Aššur the outsider?

Six ANEE Team 1 researchers have co-authored the article "Aššur and His Friends: A Statistical Analysis of Neo-Assyrian Texts” published in the Journal of Cuneiform Studies. The article showcases the benefits of using digital language technology methods on cuneiform data.

Aššur was undoubtedly the most important god to the Assyrian kings. He nominated the kings, protected them in their political and military affairs, and ensured the king’s long and successful reign.
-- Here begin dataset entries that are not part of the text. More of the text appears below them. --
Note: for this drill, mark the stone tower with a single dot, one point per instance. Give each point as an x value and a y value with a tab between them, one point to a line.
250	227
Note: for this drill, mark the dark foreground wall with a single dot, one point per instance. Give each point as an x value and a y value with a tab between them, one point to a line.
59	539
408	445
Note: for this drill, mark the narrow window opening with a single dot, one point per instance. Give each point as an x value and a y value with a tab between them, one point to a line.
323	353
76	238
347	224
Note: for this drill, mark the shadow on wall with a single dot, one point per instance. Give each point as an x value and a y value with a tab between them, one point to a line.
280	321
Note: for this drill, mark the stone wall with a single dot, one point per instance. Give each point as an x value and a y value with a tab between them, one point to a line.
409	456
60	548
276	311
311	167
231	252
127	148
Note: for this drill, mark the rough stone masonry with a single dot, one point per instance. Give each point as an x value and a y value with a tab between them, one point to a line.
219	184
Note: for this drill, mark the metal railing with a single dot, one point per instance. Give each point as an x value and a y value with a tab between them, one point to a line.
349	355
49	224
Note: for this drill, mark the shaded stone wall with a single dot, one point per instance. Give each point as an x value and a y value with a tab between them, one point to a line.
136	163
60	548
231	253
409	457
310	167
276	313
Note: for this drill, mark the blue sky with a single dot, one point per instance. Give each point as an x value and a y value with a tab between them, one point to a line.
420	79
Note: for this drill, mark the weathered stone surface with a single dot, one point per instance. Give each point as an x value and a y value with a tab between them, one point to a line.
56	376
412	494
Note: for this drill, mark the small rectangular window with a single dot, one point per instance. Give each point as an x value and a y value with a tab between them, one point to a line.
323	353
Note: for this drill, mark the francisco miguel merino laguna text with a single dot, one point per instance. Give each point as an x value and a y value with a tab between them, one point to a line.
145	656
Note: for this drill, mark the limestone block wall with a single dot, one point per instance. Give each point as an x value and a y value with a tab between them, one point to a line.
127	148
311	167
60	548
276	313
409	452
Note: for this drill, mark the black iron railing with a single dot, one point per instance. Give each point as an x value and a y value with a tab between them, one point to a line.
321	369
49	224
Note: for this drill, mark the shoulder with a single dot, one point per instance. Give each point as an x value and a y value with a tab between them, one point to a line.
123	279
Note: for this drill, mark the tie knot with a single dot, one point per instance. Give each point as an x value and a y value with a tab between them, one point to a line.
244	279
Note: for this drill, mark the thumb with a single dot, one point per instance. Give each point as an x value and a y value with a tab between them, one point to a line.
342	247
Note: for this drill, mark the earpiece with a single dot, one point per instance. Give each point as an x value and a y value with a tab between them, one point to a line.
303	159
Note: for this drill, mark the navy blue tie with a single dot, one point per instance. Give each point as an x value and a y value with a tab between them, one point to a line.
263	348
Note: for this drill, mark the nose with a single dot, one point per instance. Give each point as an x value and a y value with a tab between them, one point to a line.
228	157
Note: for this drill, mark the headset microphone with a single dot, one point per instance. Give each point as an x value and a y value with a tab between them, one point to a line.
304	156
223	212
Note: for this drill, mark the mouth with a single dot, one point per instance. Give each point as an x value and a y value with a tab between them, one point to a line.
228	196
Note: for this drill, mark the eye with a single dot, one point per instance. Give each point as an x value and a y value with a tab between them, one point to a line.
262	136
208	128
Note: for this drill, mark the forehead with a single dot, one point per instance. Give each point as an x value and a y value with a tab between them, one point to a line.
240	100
However, Aššur was a newcomer to the Mesopotamian divine networks, as he transformed from a local Assyrian deity to a god of regional importance only after the expansion of the Assyrian Empire in the first millennium BCE. Did he ever become a truly central deity in the Mesopotamian divine networks, being similar to gods like Sîn and Šamaš? A team of ANEE researchers implemented a number of digital methods to a large dataset to answer this question.

Our dataset of 1,500 Neo-Assyrian texts was downloaded from Oracc, the Open Richly Annotated Cuneiform Corpus. In order to see which deities were most important in the texts, we created a network showing the connections between divine actors. According to our method, two deities are connected if they appear in a text close to each other, no more than eight words in between them. The network showing these co-occurrences was studied using tools from social network analysis and language technology.

Our research shows that Aššur remained an outsider in the Mesopotamian divine networks and he never became a truly central deity. Old gods and goddesses retained their importance. In the future, this divine network could be studied further, looking at chronological and spatial changes. On a more general level, we may conclude that the methods we implemented have a great potential and can be efficiently used to have an aggregate view of large datasets.

You can read more about our research in the following article: Alstola, T., Zaia, S., Sahala, A., Jauhiainen, H., Svärd, S. & Linden, K., “Aššur and His Friends: A Statistical Analysis of Neo-Assyrian Texts”. Pages 159–180 in Journal of Cuneiform Studies 71 (2019). It is available online at the University of Helsinki research repository Helda.